Sacar a 400 millones de personas de la pobreza en 30 años le ha costado a China una factura medioambiental ruinosa. Pekín sabía que el éxito de los Juegos Olímpicos era utópico si no mejoraba la calidad de su aire. El esfuerzo no ha sido tibio: 33 medidas que han costado 8.500 millones de euros en una década. Se ha renovado la contaminante flota de autobuses, bajado el precio del transporte público, levantado un cordón verde que abraza la ciudad y aleja la industria pesada. Todo es poco para llegar en perfectas codiciones al inicio de los Juegos. A pocos días de que se inicien los JJOO se aplicará un plan de choque: cierre de empresas en cinco provincias, limitación del tráfico a la mitad de los vehículos y parada forzosa de las obras.
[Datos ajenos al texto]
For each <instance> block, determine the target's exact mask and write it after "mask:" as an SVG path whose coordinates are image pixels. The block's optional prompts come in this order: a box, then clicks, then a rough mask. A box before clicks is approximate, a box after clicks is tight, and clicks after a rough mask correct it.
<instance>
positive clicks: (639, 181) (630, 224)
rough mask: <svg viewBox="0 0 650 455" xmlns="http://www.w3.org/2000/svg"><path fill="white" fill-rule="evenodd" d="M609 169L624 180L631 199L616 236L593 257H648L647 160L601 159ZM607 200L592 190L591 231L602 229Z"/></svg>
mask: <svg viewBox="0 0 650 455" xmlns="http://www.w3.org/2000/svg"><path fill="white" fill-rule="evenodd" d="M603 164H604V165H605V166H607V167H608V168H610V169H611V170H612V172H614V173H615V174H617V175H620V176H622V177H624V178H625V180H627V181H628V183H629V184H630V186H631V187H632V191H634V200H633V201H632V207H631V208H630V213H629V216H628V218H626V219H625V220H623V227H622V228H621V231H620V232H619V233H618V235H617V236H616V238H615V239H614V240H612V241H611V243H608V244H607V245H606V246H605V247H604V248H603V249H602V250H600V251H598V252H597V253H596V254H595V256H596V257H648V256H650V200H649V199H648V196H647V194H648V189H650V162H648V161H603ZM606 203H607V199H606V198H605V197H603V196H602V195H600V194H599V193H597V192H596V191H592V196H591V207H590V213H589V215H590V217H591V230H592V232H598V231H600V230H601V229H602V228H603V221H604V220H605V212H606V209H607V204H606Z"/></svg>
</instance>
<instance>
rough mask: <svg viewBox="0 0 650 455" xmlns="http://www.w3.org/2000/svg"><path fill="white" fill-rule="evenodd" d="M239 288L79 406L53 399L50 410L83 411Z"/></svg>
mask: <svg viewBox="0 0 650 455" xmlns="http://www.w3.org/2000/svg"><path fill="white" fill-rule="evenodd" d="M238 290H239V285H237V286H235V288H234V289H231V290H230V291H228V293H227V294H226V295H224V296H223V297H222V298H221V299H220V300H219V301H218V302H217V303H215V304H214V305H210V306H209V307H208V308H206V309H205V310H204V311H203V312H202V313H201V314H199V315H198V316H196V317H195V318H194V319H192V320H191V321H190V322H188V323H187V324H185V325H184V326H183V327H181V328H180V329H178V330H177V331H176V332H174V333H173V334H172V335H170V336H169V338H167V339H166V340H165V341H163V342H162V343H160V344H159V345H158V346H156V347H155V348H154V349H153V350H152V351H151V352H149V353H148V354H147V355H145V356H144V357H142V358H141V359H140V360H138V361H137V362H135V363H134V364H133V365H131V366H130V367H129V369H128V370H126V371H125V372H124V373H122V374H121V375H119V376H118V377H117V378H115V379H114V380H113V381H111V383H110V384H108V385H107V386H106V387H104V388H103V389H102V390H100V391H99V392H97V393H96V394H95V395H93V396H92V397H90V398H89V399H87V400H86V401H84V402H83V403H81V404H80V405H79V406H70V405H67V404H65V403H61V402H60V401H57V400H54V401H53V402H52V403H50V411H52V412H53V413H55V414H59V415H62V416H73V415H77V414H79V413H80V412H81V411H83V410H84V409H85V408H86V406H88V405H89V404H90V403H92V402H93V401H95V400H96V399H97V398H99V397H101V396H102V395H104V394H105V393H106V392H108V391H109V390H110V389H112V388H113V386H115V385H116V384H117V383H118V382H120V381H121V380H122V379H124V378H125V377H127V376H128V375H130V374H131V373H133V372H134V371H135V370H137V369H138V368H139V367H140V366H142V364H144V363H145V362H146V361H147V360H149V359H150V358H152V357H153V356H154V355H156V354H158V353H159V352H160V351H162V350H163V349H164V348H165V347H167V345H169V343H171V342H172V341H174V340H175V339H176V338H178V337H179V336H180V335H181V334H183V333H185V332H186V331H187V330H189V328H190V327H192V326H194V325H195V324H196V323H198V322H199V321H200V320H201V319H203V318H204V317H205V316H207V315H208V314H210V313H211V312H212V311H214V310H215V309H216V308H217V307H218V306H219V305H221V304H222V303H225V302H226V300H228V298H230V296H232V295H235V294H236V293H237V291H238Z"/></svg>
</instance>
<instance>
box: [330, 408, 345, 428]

El resultado obvio es que el aire de Pekín es mucho mejor que hace años, y aún lo será mejor durante los JJOO. La duda es si la mejora es suficiente para albergar las pruebas de largo aliento, como la maratón o las pruebas de marcha. Los expertos y atletas no se ponen de acuerdo. Gebreselassie, plusmarquista de maratón y asmático, renunció a correr, no quería correr peligro. Paula Radcliffe, su homóloga femenina, opina que se exagera el peligro, que no es para tanto. En caso de que la atmósfera se enturbie, Pekín recurrirá a la lluvia artificial, para que el ambiente esté menos contaminado y la respiración sea mejor.

El último reto es una epidemia de algas en Qingdao, sede de las regatas. Un manto verde cubre más de 150 kilómetros de superficie, entorpeciendo la preparación de los atletas. Más de 1.000 barcos trabajan a diario para eliminarlas.